"Sure. And actually you don't need to leave clinical neuroscience to make that
observation. Um, one of the reasons being things like near-death experiences
that have arisen um, with the arrival of resuscitation
capabilities.
So, people who have had gone into cardiac arrest have
been able to be resuscitated from a a state of essentially being dead. you know, their heart has stopped and once
your heart has stopped for more than about 3, four, five minutes, you know,
your brain stops functioning as well.
And and people um have been resuscitated
and said that actually when they were clinically dead, they were in fact vividly conscious.
Um so that that would
be an interesting data set that that is an interesting data set to look at that we now have sort of 50 to 60 years of
data that perhaps in its early stages you could take to be a bit more anecdotal
but we have actually several decades of of um publications in things like the
Journal of Near-Death Studies and the Handbook of Near-Death Experiences.

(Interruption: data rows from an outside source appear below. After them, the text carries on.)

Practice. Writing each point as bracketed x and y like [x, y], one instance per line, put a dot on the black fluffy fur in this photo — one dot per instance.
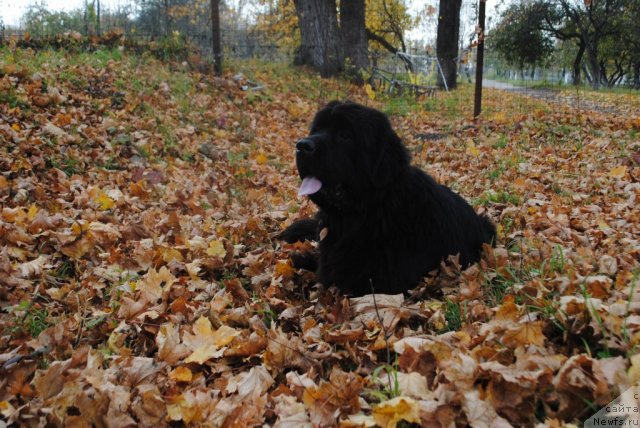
[384, 223]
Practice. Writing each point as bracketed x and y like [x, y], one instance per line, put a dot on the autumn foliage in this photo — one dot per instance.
[141, 283]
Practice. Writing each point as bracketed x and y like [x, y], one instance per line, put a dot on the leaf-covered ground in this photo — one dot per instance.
[141, 284]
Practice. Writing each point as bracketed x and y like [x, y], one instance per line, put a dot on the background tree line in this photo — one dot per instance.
[329, 35]
[598, 40]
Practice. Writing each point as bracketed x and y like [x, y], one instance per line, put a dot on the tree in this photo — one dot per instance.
[447, 41]
[519, 37]
[387, 21]
[589, 23]
[215, 37]
[320, 45]
[354, 37]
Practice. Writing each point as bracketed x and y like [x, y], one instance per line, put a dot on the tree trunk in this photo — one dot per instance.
[320, 40]
[594, 65]
[215, 37]
[354, 38]
[576, 63]
[447, 40]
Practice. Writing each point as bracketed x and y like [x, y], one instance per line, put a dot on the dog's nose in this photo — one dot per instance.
[306, 145]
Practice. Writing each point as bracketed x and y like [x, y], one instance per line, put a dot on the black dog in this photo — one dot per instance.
[382, 222]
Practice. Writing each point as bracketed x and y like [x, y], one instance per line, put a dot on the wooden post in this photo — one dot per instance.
[215, 37]
[477, 105]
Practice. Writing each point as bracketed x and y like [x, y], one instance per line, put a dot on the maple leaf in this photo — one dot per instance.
[389, 413]
[207, 343]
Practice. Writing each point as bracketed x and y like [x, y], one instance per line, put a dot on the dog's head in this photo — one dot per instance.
[350, 154]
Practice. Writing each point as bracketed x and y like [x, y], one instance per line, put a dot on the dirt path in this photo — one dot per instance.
[572, 99]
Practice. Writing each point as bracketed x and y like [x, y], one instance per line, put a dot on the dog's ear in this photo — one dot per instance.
[387, 155]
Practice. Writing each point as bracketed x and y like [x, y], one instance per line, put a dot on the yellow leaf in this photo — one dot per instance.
[388, 413]
[634, 370]
[33, 210]
[261, 159]
[170, 254]
[104, 202]
[216, 249]
[206, 342]
[618, 172]
[500, 117]
[284, 269]
[471, 146]
[181, 374]
[370, 92]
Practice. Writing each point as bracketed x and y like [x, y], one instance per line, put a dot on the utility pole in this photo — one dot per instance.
[477, 105]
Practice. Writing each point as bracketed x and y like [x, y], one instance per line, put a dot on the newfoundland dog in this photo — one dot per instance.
[382, 224]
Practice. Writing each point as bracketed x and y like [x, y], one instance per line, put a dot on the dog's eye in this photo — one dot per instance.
[343, 135]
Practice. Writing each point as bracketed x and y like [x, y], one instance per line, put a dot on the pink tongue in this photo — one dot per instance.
[310, 185]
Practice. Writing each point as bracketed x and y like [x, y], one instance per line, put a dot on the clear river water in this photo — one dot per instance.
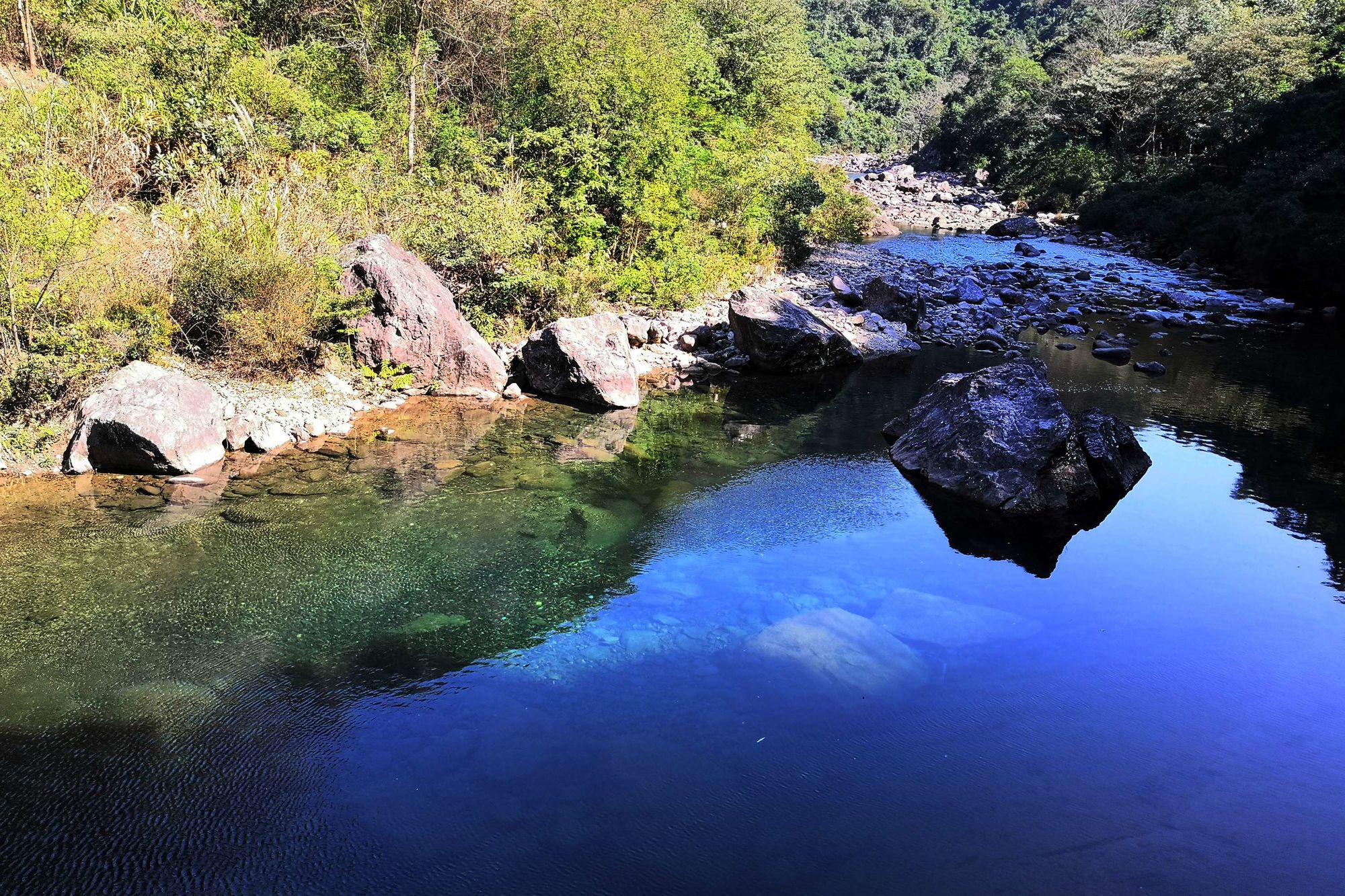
[509, 653]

And they're taken seriously now in a way that they weren't perhaps a couple of
decades ago. Yes. and you have um academic papers being written on them and you also have
um people who have changed their views on the mind body relationship based on
their own near-death experience.
So we could take someone like Eban Alexander who was a former Harvard neurosurgeon and used to be a strict physicist that um you know if you don't have a functioning neoortex you can't be
conscious
until um and in fact his patients after
he'd operated on them would come and tell him they'd had NDEs and he would kind of dismiss it until he himself
developed a severe bacterial menitis at the age of 54 went into a coma His family were told to put their affairs in order. He was not expected to survive and yet extraordinarily he did and he
made a full recovery and recounts an extremely vivid conscious experience.
Um that is so vivid that it's very hard to explain. Yeah. And the one of the
go-tos often is that it's residual brain activity. And of course we can't rule
that out. I mean all we can say is there's no detectable activity in the brain using the current technologies
that we have but but at the same time the kinds of experience that people report
don't seem to be consistent with a brain in its last seconds of life you know
just kind of petering out these are there's a disproportionality
to the kinds of things people are reporting and what's happening in the brain.
Um and of course the fact that
someone would change their mind, change their viewpoint to a view arguably that
is considered much less popular amongst Harvard neurosurgeons
um than the predominant physicalist view that you are your brain.
Um prompts you
to ask well why would you do that unless you actually believed what happened to you was very genuine. It's amazing it happened
to him right after spending so many years working on it. Exactly. So I think it's fascinating.
I don't see it as a proof that we have a soul. I don't see it as a proof that there's a heaven or even that God
exists. But if we are just our brains, data like this makes no sense.
And all you need is one genuine instance of someone having an out-of body authentic near-death experience to really bring strong challenge to the view that you are just your brain.